With the support of her family and the desire to understand the forces of nature, she pursued a physics degree at the National Autonomous University of Mexico. Later, encouraged by her adviser, Alfonso Mondragón Ballesteros, she pursued her PhD at Cambridge.

Over the course of her career, Olvera de la Cruz and her group of students have been the theoretical minds providing explanations that experimentalists need to accelerate their real-world discoveries. Her PhD work on DNA in the 1980s led to better ways to sequence genes. More recently, her group helped identify vulnerabilities in the spike protein of SARS-CoV-2 and helped develop soft materials for aquatic robots (ACS Nano 2020, DOI: 10.1021/acsnano.0c04798; Sci. Robot. 2020, DOI: 10.1126/scirobotics.abb9822).

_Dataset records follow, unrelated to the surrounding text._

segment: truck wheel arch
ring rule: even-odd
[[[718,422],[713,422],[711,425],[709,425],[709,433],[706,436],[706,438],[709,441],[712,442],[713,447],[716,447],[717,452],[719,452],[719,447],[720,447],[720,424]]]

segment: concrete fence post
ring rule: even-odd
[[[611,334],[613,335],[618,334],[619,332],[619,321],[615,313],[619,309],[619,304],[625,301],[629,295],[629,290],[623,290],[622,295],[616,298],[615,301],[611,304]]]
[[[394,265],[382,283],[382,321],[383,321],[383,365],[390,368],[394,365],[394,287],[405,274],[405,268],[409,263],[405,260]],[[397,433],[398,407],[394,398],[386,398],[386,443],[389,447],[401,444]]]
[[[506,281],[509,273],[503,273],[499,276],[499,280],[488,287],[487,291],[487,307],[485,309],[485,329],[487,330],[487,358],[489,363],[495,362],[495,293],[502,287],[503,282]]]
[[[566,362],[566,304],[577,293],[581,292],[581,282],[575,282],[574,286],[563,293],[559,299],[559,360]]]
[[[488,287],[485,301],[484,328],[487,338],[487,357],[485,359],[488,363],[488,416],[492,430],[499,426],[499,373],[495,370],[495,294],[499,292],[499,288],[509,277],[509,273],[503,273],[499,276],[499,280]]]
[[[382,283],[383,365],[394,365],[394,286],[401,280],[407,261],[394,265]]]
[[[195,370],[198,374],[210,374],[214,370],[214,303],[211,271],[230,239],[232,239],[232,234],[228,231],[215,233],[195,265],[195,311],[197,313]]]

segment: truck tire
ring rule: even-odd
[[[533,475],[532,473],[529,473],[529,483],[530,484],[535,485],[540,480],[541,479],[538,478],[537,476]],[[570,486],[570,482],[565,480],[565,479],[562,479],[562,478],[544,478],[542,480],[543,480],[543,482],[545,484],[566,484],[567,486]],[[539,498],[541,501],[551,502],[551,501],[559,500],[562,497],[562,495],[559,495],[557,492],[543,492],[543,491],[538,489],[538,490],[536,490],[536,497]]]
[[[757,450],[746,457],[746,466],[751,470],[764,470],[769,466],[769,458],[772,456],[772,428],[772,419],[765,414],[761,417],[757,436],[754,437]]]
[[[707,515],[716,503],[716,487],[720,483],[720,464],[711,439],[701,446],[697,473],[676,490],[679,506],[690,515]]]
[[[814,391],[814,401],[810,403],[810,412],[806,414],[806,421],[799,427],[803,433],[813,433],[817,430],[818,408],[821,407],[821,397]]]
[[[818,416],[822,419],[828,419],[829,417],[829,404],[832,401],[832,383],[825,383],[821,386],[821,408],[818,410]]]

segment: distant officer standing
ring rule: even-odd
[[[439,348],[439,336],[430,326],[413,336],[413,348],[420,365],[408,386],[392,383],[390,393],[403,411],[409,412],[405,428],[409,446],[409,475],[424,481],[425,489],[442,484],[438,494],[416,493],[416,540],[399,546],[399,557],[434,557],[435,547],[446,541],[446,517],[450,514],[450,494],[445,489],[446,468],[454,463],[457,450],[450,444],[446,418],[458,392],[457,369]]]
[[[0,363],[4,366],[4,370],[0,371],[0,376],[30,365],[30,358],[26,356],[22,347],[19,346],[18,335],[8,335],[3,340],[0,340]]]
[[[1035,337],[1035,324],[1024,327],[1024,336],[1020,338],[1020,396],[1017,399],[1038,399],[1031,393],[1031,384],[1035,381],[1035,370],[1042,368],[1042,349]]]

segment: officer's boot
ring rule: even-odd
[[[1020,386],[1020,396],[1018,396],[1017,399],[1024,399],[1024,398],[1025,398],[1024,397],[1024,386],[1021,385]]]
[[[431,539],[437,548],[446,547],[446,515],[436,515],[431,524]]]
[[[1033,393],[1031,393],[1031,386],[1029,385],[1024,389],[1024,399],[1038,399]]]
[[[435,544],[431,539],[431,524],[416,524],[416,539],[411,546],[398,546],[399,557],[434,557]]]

For the robots, a group at Northwestern used simulations created by Olvera de la Cruz’s group to design soft materials with the ability to react and adapt to the environment at a molecular level—for example, by being responsive to magnetic fields and light. Those properties were key to the robots’ walking and steering.

To do this kind of simulation, the group members need to deal with many variables, such as how an electric field is distorted by ions, and they need to know which variable will be relevant for what they want to do. “It’s a bit like a game, trying to figure out what is going on in our systems,” says Martin Girard, a former student of Olvera de la Cruz. “Working with Olvera de la Cruz is fun, and there was always a good atmosphere in the group, which made the work enjoyable.”

And despite the often behind-the-scenes roles assumed by theoreticians, “you can see the echoes of Monica’s work and the ideas she pioneered going throughout the literature over the past few decades,” says Sing, who is now a professor at the University of Illinois Urbana-Champaign. One of her greatest influences is in the field of electrolytes. In 1995, she discovered that the interactions between polyelectrolytes and counterions, both charged components, can lead to the formation of a solid from a solution. This discovery contributed to the understanding of the behavior of charged molecules.

“When I was a graduate student, my PhD adviser mentioned that if I wanted to understand electrolytes, all I needed to do was read Olvera de la Cruz’s papers,” Sing says. “Often when I go to do something in this area, I look back and find that Monica did it very well decades ago.”

With a constant smile and joy in sharing her knowledge, Olvera de la Cruz can engage anyone in the fields she studies. Today the professor is pleased to see that academia, especially in the fields of chemistry and physics, has a more significant Hispanic presence, and she hopes this will allow new generations to feel more included in the scientific community.